Take a look at the table below, where we have compared the actual profiles of fees versus performance for three funds. Fund C illustrates that there is little correlation between the cost of a fund and performance, as it had higher fees overall but gave a negative return on investment.

  Fund A Fund B Fund C
Growth Asset Allocation 80% 80% 80%
Management Fee 0.70% 0.97% 0.508%
Administration Fee 0% 0% 0.525%
Annual Member Fee $30.00 $27.00 $23.40
Total Annual Cost $110.24 $138.19 $168.40
Investment Return 3.39% 4.75% -0.77%
Source: The returns and annual cost are calculated on an $11,500 balance.

These represent actual funds where the annual returns are for the period ending 31st March 2016.
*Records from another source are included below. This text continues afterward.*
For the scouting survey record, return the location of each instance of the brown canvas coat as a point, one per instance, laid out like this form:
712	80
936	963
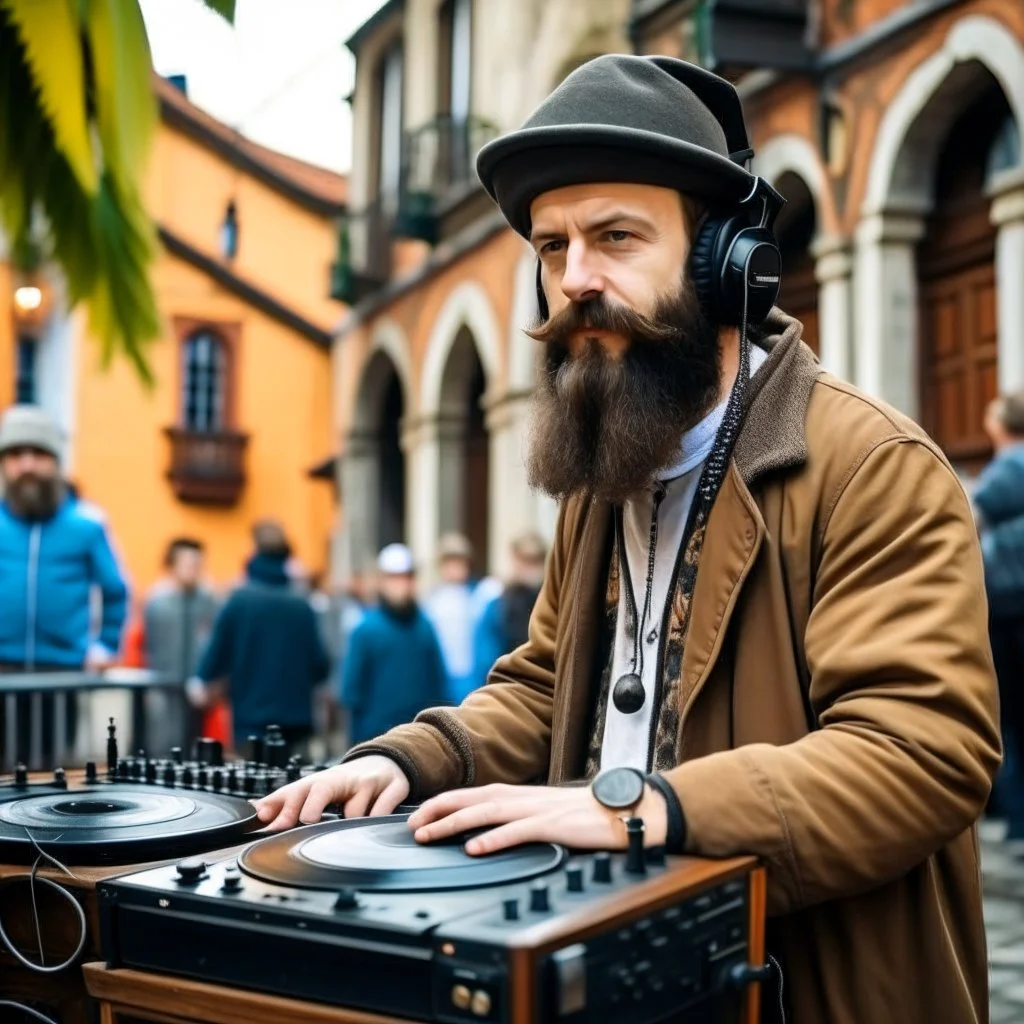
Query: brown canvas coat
839	713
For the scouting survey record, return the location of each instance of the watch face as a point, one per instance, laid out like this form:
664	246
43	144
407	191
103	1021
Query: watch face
619	787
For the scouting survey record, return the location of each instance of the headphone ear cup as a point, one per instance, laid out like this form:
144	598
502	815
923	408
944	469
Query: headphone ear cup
752	275
702	271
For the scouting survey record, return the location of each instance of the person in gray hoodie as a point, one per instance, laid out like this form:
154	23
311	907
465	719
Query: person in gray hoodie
178	619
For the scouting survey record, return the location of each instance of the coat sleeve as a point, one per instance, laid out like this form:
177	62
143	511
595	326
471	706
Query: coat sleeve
903	689
502	731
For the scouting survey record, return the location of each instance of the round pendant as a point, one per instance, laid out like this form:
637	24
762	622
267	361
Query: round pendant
628	696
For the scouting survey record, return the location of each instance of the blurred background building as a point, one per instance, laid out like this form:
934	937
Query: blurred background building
345	352
892	128
240	417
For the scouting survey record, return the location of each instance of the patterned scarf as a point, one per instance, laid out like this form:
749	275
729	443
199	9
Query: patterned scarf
667	707
664	753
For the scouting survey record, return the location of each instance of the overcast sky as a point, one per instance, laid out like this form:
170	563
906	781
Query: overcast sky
280	76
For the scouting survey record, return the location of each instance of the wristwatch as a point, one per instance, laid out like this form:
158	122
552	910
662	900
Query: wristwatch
619	788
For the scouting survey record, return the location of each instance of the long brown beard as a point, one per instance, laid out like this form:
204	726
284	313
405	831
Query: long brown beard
605	425
33	498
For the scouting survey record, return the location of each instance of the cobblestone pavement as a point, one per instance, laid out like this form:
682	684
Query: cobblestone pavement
1003	873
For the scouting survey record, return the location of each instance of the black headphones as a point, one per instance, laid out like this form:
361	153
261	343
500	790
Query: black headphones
735	261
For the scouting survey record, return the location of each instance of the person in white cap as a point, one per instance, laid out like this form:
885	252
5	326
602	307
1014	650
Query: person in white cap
54	550
393	668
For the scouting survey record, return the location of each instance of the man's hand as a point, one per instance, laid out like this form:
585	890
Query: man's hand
567	815
372	785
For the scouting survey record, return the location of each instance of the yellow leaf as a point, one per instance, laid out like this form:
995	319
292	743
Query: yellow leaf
49	30
126	107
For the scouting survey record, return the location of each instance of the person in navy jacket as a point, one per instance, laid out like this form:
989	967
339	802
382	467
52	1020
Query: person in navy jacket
54	554
393	668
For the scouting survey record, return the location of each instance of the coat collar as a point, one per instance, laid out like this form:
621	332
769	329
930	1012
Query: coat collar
773	435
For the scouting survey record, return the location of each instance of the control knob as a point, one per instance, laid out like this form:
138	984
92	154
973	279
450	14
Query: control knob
190	870
539	898
347	900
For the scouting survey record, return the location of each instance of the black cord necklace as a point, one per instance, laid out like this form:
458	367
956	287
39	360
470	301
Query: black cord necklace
628	695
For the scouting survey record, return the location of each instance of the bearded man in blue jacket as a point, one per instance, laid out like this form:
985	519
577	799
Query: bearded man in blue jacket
54	551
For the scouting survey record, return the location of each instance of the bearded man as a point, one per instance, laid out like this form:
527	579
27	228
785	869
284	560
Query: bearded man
54	550
765	594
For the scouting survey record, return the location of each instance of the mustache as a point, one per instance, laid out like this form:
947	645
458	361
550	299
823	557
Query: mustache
598	314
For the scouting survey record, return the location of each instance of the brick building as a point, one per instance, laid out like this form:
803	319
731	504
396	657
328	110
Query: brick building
893	129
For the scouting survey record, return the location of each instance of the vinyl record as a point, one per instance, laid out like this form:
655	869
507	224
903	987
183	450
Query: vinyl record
381	855
120	823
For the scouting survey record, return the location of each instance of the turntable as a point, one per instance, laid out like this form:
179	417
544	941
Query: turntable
76	828
357	914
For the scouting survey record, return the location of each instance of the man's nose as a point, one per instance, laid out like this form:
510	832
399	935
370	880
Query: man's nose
581	280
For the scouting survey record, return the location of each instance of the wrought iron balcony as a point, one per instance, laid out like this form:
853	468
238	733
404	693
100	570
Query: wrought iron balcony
364	262
731	36
207	468
438	166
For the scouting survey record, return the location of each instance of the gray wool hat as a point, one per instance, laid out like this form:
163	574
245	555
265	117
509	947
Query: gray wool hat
620	118
29	426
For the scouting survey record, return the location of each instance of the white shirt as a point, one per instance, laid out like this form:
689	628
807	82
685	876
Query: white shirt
627	737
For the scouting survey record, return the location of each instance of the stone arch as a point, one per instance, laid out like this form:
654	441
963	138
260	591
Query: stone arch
467	306
792	154
918	120
388	351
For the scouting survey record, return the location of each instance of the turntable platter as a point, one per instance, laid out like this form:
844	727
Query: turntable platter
105	823
381	855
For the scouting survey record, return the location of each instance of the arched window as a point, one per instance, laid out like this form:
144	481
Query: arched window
204	398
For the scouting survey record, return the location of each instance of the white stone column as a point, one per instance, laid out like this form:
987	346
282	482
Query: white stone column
421	444
834	272
885	315
360	494
1007	214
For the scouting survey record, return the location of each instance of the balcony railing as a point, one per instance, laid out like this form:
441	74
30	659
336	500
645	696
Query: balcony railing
364	261
207	468
438	164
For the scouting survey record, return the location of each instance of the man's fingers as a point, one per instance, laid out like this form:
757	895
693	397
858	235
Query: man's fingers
455	800
358	804
475	816
531	829
281	810
390	798
320	796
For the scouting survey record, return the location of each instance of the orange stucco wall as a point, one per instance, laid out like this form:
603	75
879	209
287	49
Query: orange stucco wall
283	247
283	401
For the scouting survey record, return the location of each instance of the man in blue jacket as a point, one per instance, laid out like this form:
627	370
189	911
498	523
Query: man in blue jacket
394	668
54	553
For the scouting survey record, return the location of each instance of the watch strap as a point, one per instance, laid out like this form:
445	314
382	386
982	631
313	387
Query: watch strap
675	840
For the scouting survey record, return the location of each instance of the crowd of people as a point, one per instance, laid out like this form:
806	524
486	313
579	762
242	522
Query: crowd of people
273	647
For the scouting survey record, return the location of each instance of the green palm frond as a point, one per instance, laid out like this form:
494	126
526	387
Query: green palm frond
77	120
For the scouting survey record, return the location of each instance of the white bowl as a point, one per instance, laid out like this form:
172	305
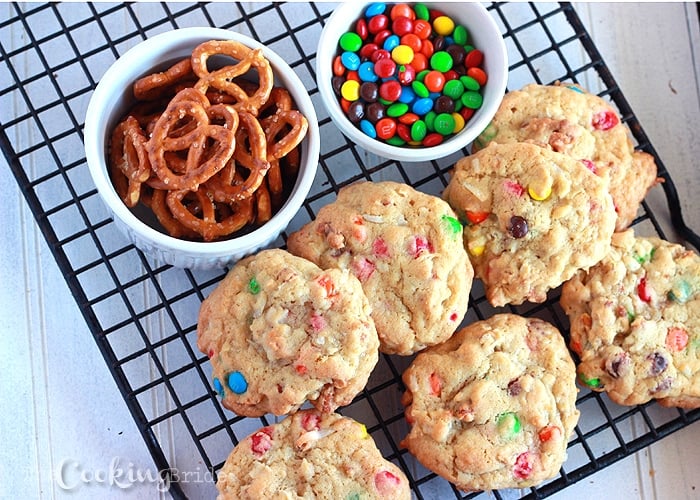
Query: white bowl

Keep in mind that comparing the fees between Defensive/Cash, Conservative, Balanced, Growth, or Aggressive funds doesn’t necessarily give a true picture. The more growth assets in a fund, the more expensive it is to manage and the higher the fees should be.

But in general, growth assets do usually provide greater long-term returns. The higher the risk, the higher the possible returns – but also the greater the possible losses can be.

Source: ANZ New Zealand

The good news is that the fees on KiwiSaver funds are regulated, and competition between KiwiSaver providers is likely to keep them low. Even so, it’s worth shopping around using the CANSTAR star ratings.